The in-memory engine uses Sets throughout for all the collections in the core API. There are a lot of these: the set of topics, the set of names for each topic, the set of item identifiers for each topic, … Ontopia originally used a lot of memory, and we identified HashSet as the source of a lot of this, and CompactHashSet was written in order to reduce memory usage somewhat. An interesting side-effect was that it also turned out to be faster.
HashSet uses open hashing, which means that each bucket in the hash table refers to a linked list of entries whose hash codes place them in the same bucket. This means that for each entry in the set an extra linked list element object must be allocated, which of course requires extra memory.
CompactHashSet, by contrast, uses closed hashing. This is a strategy where if the bucket you want to place a new entry in is already occupied, you run further down the hash table (in a predictable way!) looking for free buckets. This means you can do away with the linked list, thus saving memory.
So how much faster and more compact is CompactHashSet? I put together a little unscientific test and ran it three times for each of the implementations. The test first adds to the set 1 million times, then does 1 million lookups, then traverses the set, then removes 1 million objects. (See below for the test code.) This is the results:
CLASS TIME MEMORY
HashSet 4477 44644624
HashSet 4447 44651984
HashSet 4500 44632824
CompactHashSet 2416 22886464
CompactHashSet 2351 22889408
CompactHashSet 2370 22895872
In other words, in our little test, CompactHashSet is nearly twice as fast and uses about half as much memory compared to HashSet. When you win on both speed and memory use there isn’t much left, really…
Except, of course, reliability. Initially, there were some problems with the CompactHashSet class. In some cases, the run down the hashtable to find free buckets could get into an infinite loop without ever finding a bucket. That’s now been solved. And, many years ago, there was a memory leak in it, causing deleted objects to be kept when rehashing. This caused serious performance problems for some customers and took months to track down.

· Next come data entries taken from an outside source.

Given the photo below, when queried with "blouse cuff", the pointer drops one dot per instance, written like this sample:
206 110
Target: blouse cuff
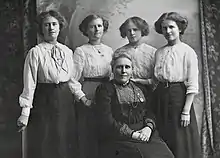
25 111
126 131
150 123
192 90
78 95
24 103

EDIT: Discussion on reddit.com shows that many people misunderstood the above. The infinite loop bug was found during initial testing. The memory leak was found once customers started deploying the code for real, which may have been about a year after it was implemented. This was in 2003. Since then we have found exactly zero bugs in the code. END EDIT
By now, however, we have an extensive test suite for the class, and it’s been in use unchanged for many years with no problems. Using CompactHashSet should be entirely safe.
The test code
If you want to try the test yourself, here is the test code:
import java.util.Set;
import java.util.HashSet;
import java.util.Iterator;
import net.ontopia.utils.CompactHashSet;
public class TestHashSet {
private static final int TIMES = 1000000;
private static final int MAX = 5000000;
public static void main(String[] argv) {
// first, get the JIT going
test(false, new CompactHashSet());
test(false, new HashSet());
// then, do real timings
for (int ix = 0; ix < 3; ix++)
test(true, new HashSet());
for (int ix = 0; ix < 3; ix++)
test(true, new CompactHashSet());
}
public static void test(boolean output, Set set) {
long start = System.currentTimeMillis();
if (output) {
System.gc(); System.gc();
}
long before = Runtime.getRuntime().totalMemory() -
Runtime.getRuntime().freeMemory();
// add
for (int ix = 0; ix < TIMES; ix++)
set.add(new Long(Math.round(Math.random() * MAX)));
if (output) {
System.gc(); System.gc();
long after = Runtime.getRuntime().totalMemory() -
Runtime.getRuntime().freeMemory();
System.out.println("Memory before: " + before);
System.out.println("Memory after: " + after);
System.out.println("Memory usage: " + (after - before));
}
// lookup
int count = 0;
for (int ix = 0; ix < TIMES; ix++) {
Long number = new Long(Math.round(Math.random() * MAX));
if (set.contains(number))
count++;
}
// iterate
Iterator it = set.iterator();
while (it.hasNext()) {
Long number = (Long) it.next();
}
// remove
for (int ix = 0; ix < TIMES; ix++) {
Long number = new Long(Math.round(Math.random() * MAX));
set.remove(number);
}
if (output)
System.out.println("TIME: " + (System.currentTimeMillis() - start));
}
}